Derinin dediğine karan ve kutay kahkaha atarken diğerleri sırıtmıştı.

"Hadi hadi bineceğinize binin madem sinemaya gitmek istemiyorsunuz buradan yemek yemeye gideriz"

Dedi çınar.

Herkes binmiş tokat atanlar ise diğerleri tarafından kısmetini almıştı.

"Abi bak enseme vura vura yalama yaptıracaksınız"

Demişti karan.

"Sus lan" demiş ve bir kez daha tokat atmıştı doruk fakat sonra çınarda ona vurmuştu.

"Oğlum bak vurmayın şu çocuğa!" Demişti çınar.

"Düşün önüme eve gidiyoruz. Annem evde yiyin dedi" kardeşleri almış ve yavaş yavaş arabalara gitmişti.

Eve gelince bir fiske nergis hanımdan azar işitmişlerdi.

"Doruk ben sana demedimmi vurma kardeşinin ensesine diye ama yok nergis kimki? Sözü neden dinlensinki nergisin ya siz siz niye engel olmadınız vurmasına ya sen karan niye vuruyorsun Kutayın ensesine hayır yani bendede yoktu böyle bir huy nerden edindiniz anlamıyorum ki onuda geçtim bak çınar ve barın siz en büyüklerisiniz siz niye vuruyorsunuz?"

Cümlesini bitirdikten sonra içeriye faruk bey gelmiş ve doruğun ensesine vurmuştu.

"Napıyonuz lan nasıl geçti gününüz?"

Cümlesini bitirir bitirmez bütün herkes ona dik dik bakmaya başlamıştı. Özelliklede nergis hanım

"Al işte babasına bak oğlunu al, bende diyorum bu ense huyu kimden geldi. Babanızdan geldi tabikide kimden olacak" diyip söylenmeye devam etmişti nergis hanım.

"Baba vallaha annem zaten patlamaya hazır bombaydı enseye vurdun artık patladı hayırlı olsun"

"BEN KİME DİYORUM?!" diye bağırmıştı nergis hanım

"Ben şimdi sakinleştiririm onu" deyip karısının yanına gitmişti faruk bey.

"Faruk yanıma gelirsen o saçlarını tek tek yolarım!"

Cümleyi duyan Faruk bey geldiği gibi geri gitmişti.

"Baba noldu?" Diye sordu kutay

"Elinin körü oldu kutay!"

"Sus faruk!"

"Peki karıcım"

Deyip çocuklarının yanında sıraya girmişti Faruk bey.

"Bana bakın hepinize son şansı veriyorum!
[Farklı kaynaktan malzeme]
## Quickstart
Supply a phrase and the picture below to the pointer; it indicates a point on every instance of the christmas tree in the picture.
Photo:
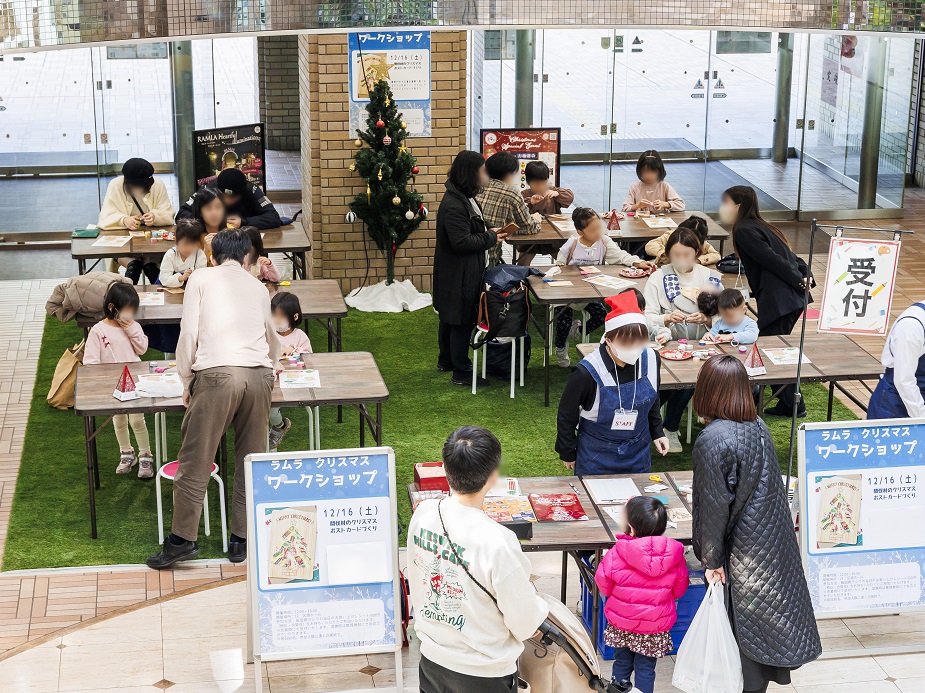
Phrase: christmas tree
(389, 209)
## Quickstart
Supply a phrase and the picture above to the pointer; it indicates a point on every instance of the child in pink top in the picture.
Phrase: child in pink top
(287, 314)
(641, 577)
(261, 266)
(119, 339)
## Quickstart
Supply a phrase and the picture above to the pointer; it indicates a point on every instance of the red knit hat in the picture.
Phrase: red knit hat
(624, 310)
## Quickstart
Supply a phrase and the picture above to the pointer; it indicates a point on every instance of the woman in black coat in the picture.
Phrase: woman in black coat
(776, 276)
(459, 263)
(743, 532)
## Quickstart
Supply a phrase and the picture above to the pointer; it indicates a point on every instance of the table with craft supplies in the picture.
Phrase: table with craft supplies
(344, 379)
(635, 229)
(291, 240)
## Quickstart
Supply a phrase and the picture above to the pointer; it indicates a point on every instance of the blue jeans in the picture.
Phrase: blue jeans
(642, 668)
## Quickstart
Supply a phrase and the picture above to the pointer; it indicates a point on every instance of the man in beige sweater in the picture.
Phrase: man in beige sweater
(225, 357)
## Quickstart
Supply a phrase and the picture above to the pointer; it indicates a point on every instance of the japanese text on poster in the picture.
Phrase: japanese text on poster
(861, 506)
(322, 552)
(537, 144)
(402, 58)
(240, 146)
(859, 282)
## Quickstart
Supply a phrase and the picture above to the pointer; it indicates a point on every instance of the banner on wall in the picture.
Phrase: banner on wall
(240, 146)
(859, 283)
(861, 505)
(322, 554)
(533, 144)
(402, 58)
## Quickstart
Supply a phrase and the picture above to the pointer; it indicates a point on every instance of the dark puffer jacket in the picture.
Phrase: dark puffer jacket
(742, 523)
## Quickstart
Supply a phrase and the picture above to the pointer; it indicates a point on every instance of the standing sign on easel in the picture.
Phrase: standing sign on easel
(527, 144)
(862, 500)
(322, 554)
(859, 283)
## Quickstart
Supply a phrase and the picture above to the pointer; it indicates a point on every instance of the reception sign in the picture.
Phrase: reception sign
(322, 554)
(859, 283)
(534, 144)
(862, 500)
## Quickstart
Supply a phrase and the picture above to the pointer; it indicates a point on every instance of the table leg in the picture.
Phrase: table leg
(89, 428)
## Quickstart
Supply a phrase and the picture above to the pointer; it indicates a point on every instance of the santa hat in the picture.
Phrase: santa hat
(624, 310)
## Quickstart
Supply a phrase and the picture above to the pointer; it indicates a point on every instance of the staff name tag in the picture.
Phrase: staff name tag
(624, 420)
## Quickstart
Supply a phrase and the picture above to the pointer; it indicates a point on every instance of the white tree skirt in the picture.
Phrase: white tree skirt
(391, 298)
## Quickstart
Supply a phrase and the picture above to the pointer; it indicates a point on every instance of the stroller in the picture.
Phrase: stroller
(563, 660)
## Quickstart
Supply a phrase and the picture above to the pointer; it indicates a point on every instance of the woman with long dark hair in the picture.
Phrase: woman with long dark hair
(459, 263)
(776, 276)
(743, 532)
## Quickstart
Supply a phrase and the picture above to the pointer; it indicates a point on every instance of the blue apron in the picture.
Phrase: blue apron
(885, 402)
(603, 450)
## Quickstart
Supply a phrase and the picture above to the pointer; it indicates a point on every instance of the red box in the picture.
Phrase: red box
(429, 476)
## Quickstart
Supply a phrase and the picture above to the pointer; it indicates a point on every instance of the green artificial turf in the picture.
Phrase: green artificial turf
(50, 523)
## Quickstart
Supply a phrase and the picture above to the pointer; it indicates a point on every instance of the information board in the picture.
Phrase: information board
(322, 554)
(862, 506)
(859, 282)
(533, 144)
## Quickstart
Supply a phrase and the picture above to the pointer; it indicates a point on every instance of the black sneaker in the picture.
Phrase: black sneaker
(237, 551)
(173, 553)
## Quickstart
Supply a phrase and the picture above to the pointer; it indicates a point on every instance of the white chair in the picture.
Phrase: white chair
(169, 472)
(484, 349)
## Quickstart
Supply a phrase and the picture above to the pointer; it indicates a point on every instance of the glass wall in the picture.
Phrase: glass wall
(784, 113)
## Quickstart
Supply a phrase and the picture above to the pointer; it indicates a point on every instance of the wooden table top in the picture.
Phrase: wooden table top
(346, 378)
(681, 533)
(633, 228)
(291, 238)
(319, 298)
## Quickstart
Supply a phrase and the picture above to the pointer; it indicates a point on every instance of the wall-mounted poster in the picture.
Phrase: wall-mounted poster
(533, 144)
(240, 146)
(402, 58)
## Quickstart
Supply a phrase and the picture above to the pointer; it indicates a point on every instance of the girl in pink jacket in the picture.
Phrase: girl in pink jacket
(641, 577)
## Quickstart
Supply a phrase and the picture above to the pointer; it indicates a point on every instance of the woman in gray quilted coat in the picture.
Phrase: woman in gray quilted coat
(743, 532)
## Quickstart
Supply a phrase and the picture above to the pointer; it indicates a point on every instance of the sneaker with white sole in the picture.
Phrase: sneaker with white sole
(562, 357)
(277, 433)
(674, 442)
(145, 465)
(126, 462)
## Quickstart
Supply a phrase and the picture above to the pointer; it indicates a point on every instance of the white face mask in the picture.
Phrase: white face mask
(728, 213)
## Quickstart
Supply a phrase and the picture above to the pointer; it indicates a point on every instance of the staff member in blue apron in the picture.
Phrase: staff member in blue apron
(899, 392)
(609, 414)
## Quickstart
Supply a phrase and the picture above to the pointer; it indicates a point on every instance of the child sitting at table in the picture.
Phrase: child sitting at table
(733, 323)
(540, 196)
(641, 577)
(591, 246)
(287, 315)
(119, 339)
(708, 254)
(260, 265)
(187, 255)
(651, 192)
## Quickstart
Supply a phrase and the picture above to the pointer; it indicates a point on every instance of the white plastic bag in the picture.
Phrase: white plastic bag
(708, 660)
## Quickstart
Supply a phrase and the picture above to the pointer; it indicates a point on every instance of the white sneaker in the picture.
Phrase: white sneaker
(562, 357)
(674, 442)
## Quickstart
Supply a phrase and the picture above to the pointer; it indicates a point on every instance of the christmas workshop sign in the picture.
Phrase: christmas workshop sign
(533, 144)
(322, 554)
(401, 58)
(859, 282)
(861, 504)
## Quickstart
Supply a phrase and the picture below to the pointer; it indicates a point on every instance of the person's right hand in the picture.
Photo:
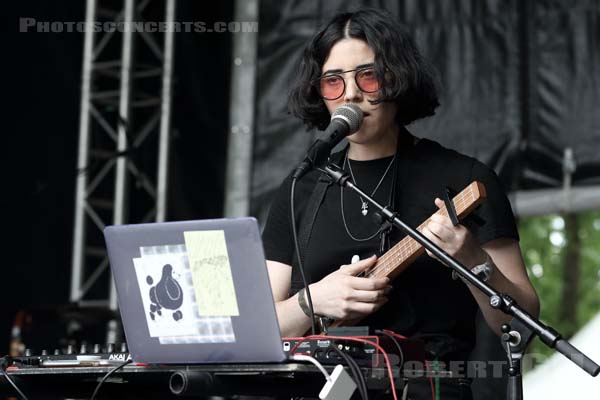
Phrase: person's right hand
(342, 295)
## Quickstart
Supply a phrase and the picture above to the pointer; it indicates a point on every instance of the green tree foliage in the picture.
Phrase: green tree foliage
(544, 242)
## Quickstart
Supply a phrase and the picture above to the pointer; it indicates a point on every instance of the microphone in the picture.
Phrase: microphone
(345, 120)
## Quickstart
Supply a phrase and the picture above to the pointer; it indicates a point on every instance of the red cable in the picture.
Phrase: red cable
(383, 352)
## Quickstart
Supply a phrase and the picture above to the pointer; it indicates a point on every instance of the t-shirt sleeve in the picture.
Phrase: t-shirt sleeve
(277, 238)
(497, 218)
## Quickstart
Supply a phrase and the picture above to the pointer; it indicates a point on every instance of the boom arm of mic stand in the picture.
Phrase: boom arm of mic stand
(500, 301)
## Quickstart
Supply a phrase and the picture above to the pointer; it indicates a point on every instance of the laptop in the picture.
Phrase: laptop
(194, 292)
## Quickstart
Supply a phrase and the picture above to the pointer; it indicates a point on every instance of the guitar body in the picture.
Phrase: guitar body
(402, 254)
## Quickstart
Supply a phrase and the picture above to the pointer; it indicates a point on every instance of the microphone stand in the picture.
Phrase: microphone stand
(522, 327)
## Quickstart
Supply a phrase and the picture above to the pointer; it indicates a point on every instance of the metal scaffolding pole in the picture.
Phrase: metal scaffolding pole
(121, 116)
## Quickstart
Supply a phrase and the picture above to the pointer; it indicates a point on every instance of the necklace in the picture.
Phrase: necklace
(364, 209)
(364, 205)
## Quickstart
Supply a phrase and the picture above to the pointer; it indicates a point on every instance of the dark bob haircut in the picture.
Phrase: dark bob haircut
(409, 80)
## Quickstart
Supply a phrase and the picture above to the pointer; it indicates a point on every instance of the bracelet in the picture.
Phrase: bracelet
(302, 302)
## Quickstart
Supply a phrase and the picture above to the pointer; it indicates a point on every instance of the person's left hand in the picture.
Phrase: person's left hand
(457, 240)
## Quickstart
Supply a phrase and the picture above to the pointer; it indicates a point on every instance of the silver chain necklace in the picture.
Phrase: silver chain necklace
(364, 205)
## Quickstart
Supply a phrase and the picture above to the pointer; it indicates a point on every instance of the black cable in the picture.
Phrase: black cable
(313, 328)
(359, 378)
(9, 379)
(382, 332)
(105, 377)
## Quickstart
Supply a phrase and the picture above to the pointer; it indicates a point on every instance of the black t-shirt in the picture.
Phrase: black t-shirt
(426, 302)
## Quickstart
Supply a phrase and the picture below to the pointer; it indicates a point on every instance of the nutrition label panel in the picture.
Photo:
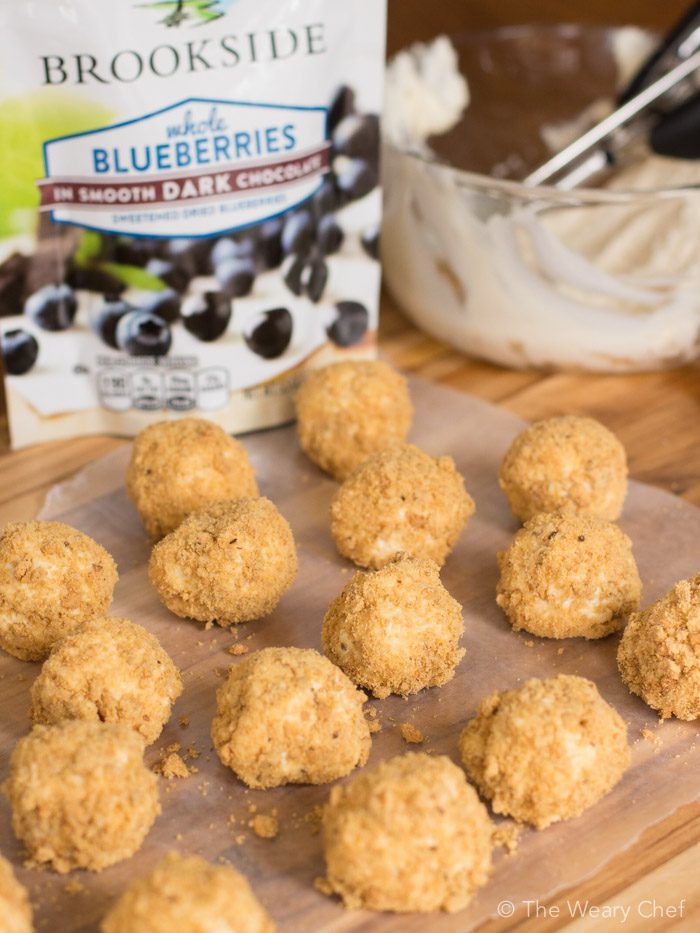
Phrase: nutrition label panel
(154, 388)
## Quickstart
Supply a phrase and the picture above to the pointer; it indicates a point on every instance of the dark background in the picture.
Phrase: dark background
(410, 20)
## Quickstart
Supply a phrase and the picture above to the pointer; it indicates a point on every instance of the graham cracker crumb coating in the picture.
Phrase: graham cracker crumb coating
(180, 466)
(395, 630)
(659, 654)
(408, 835)
(350, 410)
(546, 751)
(563, 460)
(568, 575)
(53, 578)
(15, 911)
(400, 500)
(289, 716)
(81, 795)
(229, 562)
(185, 894)
(110, 670)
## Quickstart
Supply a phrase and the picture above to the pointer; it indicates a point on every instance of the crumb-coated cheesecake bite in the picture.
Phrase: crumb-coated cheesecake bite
(180, 466)
(409, 835)
(350, 410)
(395, 630)
(185, 894)
(289, 716)
(659, 654)
(546, 751)
(565, 460)
(568, 575)
(400, 500)
(53, 578)
(81, 795)
(229, 562)
(109, 670)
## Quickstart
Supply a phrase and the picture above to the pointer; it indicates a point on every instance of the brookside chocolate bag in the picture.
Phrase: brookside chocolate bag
(189, 207)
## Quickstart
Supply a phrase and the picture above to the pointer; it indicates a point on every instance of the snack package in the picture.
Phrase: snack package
(189, 207)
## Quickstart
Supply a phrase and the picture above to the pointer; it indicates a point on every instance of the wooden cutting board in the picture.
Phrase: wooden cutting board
(208, 812)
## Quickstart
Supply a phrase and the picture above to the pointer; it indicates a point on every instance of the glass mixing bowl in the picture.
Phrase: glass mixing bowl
(604, 279)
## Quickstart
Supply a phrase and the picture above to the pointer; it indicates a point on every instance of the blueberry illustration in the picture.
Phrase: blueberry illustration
(19, 351)
(294, 277)
(357, 179)
(299, 233)
(370, 241)
(206, 316)
(329, 235)
(192, 255)
(357, 137)
(169, 273)
(236, 277)
(326, 198)
(349, 324)
(94, 279)
(104, 324)
(52, 307)
(269, 333)
(268, 246)
(142, 334)
(164, 304)
(227, 248)
(342, 103)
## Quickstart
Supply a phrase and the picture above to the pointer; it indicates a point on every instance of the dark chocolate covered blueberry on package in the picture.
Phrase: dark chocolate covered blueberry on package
(189, 207)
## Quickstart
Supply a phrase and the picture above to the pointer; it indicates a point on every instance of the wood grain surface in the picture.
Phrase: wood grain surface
(657, 416)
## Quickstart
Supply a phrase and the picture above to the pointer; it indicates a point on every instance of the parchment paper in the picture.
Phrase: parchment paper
(196, 811)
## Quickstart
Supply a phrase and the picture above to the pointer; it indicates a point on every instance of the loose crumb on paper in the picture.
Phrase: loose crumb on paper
(323, 885)
(266, 826)
(508, 836)
(411, 734)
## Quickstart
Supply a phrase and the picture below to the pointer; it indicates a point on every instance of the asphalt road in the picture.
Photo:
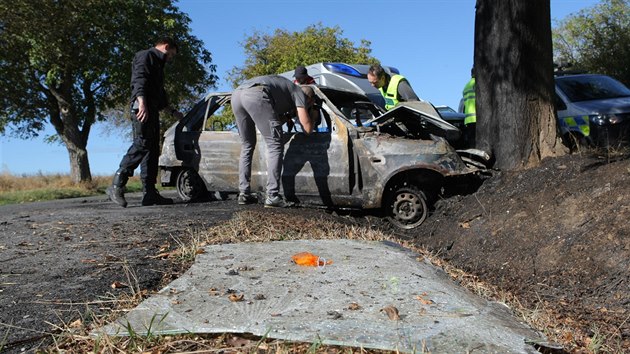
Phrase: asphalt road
(58, 259)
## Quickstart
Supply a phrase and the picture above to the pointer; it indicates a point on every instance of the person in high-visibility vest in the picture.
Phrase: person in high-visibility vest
(470, 110)
(394, 88)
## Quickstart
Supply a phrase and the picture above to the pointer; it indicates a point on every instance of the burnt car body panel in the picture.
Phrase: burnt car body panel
(340, 165)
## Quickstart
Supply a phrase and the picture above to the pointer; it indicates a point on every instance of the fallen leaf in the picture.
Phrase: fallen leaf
(334, 315)
(76, 324)
(119, 285)
(424, 301)
(354, 306)
(391, 312)
(309, 259)
(236, 298)
(238, 342)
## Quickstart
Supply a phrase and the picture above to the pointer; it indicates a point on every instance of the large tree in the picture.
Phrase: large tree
(597, 39)
(514, 82)
(68, 63)
(284, 50)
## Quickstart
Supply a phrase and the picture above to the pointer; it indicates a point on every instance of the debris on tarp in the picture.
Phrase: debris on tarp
(310, 260)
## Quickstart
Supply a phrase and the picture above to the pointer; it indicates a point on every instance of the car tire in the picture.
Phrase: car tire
(190, 186)
(406, 206)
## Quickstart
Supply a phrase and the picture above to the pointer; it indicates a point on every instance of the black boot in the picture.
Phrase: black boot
(152, 197)
(116, 191)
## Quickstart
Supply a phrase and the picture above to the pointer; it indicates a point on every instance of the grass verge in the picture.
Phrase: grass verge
(37, 188)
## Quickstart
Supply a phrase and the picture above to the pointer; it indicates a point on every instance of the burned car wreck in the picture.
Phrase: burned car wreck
(358, 157)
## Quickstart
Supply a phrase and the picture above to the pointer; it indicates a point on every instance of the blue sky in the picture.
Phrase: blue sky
(429, 41)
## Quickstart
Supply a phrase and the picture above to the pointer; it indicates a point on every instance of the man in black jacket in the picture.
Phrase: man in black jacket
(148, 98)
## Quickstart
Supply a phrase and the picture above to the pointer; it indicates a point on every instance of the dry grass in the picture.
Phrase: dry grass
(271, 225)
(41, 187)
(12, 183)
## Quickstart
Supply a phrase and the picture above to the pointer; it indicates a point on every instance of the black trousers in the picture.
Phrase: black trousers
(145, 149)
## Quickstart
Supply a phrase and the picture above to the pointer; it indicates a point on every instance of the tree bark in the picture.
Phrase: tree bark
(79, 164)
(514, 82)
(63, 117)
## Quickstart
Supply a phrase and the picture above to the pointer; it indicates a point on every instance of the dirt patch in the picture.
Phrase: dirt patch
(554, 238)
(557, 237)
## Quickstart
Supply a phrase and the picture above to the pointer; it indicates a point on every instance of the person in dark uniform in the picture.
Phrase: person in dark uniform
(148, 98)
(266, 103)
(394, 88)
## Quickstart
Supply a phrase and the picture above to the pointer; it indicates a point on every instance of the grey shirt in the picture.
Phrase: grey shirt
(286, 95)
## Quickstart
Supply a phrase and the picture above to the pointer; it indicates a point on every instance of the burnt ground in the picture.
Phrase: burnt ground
(555, 238)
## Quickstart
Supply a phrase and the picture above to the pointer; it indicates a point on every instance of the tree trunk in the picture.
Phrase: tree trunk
(514, 82)
(71, 130)
(79, 164)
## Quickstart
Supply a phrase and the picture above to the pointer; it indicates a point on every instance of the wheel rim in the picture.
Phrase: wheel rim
(188, 185)
(408, 209)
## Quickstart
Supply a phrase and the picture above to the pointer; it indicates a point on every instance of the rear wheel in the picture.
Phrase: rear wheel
(406, 206)
(190, 186)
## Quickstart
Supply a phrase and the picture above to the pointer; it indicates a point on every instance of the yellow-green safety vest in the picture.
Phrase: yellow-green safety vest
(576, 123)
(470, 102)
(391, 95)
Bir kez daha biriniz bile birbirinizin ensesine vurun ozaman görürüm sizi!"

Demiş ve terliğini giyip içeri gitmişti.

"Oh be bi an hiç bitmeyecek sandım" demişti faruk bey

Fakat içerden füze gibi bir şey gelmiş ve faruk beyin kafasına vurmuştu.

"O terliği bana getir Faruk!"

"Geldim karıcım geldim."

Geride kalan bütün herkes faruk beye gülmeye başlamıştı.

Ardından herkes odasına çekilmişti.

Akşam yemeği saati gelince herkes birbirini çağırmaya başlamıştı.

"Karan hadi yemek yiyeceğiz" demiş ve gitmişti baran

Herkes aşağıya inmiş ve masaya oturmuştu.

Faruk beyin afiyet olsun demesi ile başlamışlardı.

Yemekten sonra kısa bir aile konuşması ve öğütler verilmiş ardından yataklara dağılmışlardı.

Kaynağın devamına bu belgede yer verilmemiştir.